# Truss Rod tool For Seagull Folk SG



## Lawrence (Nov 14, 2014)

Can somebody tell me what size allen key I need for the above guitar?
Thanks


----------



## Steadfastly (Nov 14, 2008)

Lawrence said:


> Can somebody tell me what size allen key I need for the above guitar?
> Thanks


You could email Godin at [email protected].


----------



## Lawrence (Nov 14, 2014)

Thankyou


----------



## Mooh (Mar 7, 2007)

5/32" or 4 mm I suspect, but I wouldn't swear to it.


----------



## Lawrence (Nov 14, 2014)

Mooh said:


> 5/32" or 4 mm I suspect, but I wouldn't swear to it.


I will give it a try.


----------



## Steadfastly (Nov 14, 2008)

Lawrence said:


> I will give it a try.


I'm sure you know this but just make sure the fit is really snug before going ahead with any adjustment. You don't want to strip it.


----------



## Bubb (Jan 16, 2008)

Lawrence said:


> Can somebody tell me what size allen key I need for the above guitar?
> Thanks





Mooh said:


> 5/32" or 4 mm I suspect, but I wouldn't swear to it.

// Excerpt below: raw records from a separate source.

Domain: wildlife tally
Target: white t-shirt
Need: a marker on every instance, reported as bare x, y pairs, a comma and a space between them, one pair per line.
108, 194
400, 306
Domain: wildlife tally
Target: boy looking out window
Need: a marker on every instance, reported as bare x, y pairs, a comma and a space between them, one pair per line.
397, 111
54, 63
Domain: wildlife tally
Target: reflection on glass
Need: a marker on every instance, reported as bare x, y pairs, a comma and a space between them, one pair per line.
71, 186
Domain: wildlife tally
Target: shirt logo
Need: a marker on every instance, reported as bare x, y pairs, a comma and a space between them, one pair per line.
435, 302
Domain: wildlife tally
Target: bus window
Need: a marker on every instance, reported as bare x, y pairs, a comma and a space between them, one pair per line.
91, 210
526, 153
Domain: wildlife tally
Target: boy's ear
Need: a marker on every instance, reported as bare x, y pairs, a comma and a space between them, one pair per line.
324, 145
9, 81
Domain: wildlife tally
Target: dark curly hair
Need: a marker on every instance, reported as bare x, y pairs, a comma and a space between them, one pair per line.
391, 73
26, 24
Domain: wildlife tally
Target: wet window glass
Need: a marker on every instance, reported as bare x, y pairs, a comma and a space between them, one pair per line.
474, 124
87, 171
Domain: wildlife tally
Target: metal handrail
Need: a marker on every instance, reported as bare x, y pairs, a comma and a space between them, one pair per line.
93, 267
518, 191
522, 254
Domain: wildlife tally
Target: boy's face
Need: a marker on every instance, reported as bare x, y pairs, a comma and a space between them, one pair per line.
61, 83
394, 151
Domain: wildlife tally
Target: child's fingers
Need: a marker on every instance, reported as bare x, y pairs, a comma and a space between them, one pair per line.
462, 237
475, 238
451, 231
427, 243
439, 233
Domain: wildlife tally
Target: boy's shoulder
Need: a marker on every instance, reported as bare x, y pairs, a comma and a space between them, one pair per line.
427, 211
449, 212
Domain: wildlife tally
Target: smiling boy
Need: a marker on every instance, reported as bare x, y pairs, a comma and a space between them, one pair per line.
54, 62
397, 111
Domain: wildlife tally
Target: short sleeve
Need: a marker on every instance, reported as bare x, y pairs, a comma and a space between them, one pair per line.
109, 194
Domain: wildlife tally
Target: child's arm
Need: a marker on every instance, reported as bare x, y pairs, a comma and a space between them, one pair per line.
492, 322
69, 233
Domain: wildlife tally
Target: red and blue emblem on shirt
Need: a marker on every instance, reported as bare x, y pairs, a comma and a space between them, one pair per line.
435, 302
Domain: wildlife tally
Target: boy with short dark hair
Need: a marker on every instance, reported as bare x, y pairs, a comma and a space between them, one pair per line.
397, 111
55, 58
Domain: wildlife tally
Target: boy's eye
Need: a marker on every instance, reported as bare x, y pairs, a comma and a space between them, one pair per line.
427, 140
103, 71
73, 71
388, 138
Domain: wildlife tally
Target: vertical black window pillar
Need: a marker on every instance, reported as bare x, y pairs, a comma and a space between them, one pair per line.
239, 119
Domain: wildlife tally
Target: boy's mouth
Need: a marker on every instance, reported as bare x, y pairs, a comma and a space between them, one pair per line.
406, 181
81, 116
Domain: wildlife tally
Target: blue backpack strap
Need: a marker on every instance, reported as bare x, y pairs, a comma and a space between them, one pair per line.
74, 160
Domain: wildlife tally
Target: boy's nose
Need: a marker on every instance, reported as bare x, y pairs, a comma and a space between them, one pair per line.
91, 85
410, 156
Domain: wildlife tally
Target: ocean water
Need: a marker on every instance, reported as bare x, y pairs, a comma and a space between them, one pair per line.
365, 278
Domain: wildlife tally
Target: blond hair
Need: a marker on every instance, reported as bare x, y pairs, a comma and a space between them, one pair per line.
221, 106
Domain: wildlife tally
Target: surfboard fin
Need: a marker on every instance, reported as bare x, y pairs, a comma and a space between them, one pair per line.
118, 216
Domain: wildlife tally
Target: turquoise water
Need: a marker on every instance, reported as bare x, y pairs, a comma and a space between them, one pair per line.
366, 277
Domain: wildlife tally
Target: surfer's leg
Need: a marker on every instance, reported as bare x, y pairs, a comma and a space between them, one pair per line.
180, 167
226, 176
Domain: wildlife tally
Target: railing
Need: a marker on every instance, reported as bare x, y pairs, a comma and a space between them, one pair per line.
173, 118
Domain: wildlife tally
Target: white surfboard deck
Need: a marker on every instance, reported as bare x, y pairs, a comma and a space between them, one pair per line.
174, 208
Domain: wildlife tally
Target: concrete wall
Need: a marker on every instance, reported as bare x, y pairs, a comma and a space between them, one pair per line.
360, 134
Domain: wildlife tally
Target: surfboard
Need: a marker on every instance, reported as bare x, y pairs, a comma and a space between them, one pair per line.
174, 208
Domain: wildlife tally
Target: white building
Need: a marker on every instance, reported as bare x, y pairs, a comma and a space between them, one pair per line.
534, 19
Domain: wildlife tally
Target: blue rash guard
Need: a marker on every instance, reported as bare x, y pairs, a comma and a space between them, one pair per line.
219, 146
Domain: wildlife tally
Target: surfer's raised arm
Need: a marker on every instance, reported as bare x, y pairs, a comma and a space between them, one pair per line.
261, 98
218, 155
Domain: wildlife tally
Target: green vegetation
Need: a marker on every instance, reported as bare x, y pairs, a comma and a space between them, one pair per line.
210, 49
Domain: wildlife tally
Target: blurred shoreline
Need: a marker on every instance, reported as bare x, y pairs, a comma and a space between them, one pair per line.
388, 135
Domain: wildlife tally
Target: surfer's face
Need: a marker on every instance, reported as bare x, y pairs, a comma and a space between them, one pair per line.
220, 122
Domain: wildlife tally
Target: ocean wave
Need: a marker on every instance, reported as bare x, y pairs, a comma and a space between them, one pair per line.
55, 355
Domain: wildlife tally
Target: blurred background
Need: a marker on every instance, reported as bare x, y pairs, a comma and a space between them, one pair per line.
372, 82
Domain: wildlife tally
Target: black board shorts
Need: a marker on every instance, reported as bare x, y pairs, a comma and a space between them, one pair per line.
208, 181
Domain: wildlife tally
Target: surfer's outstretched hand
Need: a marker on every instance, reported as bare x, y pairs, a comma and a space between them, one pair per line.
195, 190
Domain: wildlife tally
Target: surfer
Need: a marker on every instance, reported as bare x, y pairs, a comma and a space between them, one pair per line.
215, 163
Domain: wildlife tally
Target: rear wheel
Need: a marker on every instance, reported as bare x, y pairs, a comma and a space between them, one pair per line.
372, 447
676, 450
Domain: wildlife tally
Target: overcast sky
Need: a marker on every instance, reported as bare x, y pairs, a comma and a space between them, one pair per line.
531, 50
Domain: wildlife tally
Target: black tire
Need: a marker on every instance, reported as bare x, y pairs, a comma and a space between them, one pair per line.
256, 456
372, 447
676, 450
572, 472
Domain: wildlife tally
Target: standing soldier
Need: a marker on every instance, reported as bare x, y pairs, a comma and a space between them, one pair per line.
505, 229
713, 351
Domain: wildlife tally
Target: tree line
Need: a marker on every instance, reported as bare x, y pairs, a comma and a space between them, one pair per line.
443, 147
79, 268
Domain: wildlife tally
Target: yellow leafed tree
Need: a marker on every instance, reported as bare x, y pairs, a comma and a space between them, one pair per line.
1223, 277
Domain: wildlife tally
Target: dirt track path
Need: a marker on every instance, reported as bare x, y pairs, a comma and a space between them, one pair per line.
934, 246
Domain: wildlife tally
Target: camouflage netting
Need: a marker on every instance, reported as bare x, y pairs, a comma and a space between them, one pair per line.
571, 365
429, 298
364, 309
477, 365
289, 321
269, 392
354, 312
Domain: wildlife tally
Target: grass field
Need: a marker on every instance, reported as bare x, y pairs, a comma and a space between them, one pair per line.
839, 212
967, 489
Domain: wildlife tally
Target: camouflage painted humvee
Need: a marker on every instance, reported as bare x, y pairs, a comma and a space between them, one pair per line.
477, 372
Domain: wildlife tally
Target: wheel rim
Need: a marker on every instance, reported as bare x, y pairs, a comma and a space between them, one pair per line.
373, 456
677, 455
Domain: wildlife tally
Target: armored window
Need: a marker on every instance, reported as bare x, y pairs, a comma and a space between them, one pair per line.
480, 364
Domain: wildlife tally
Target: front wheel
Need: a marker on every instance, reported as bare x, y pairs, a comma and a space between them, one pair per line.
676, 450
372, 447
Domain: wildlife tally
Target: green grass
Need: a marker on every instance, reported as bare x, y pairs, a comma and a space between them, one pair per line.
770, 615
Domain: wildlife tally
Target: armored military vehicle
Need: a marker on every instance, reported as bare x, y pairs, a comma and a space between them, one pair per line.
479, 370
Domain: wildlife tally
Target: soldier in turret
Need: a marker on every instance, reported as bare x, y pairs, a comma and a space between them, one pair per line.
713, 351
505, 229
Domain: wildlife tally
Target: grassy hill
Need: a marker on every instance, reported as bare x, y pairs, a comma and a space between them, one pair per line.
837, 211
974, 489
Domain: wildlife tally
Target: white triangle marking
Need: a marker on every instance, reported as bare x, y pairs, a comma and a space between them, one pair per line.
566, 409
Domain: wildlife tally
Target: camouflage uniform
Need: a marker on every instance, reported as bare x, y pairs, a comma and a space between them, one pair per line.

Both my Seagull Mini Jumbo and Godin 5th Ave. are 4mm,so that would be a safe bet .


----------



## Lord-Humongous (Jun 5, 2014)

I can confirm it's 4mm, had to go buy one recently for my Seagull. It's tricky to get in there to adjust too, so if you find one with a long handle, you might find it helpful.


----------



## Lawrence (Nov 14, 2014)

Steadfastly said:


> I'm sure you know this but just make sure the fit is really snug before going ahead with any adjustment. You don't want to strip it.


Been doing this for years but it is a good thing to keep in mind.


----------



## Lawrence (Nov 14, 2014)

I would like to thank everybody. 4mm does the job.


----------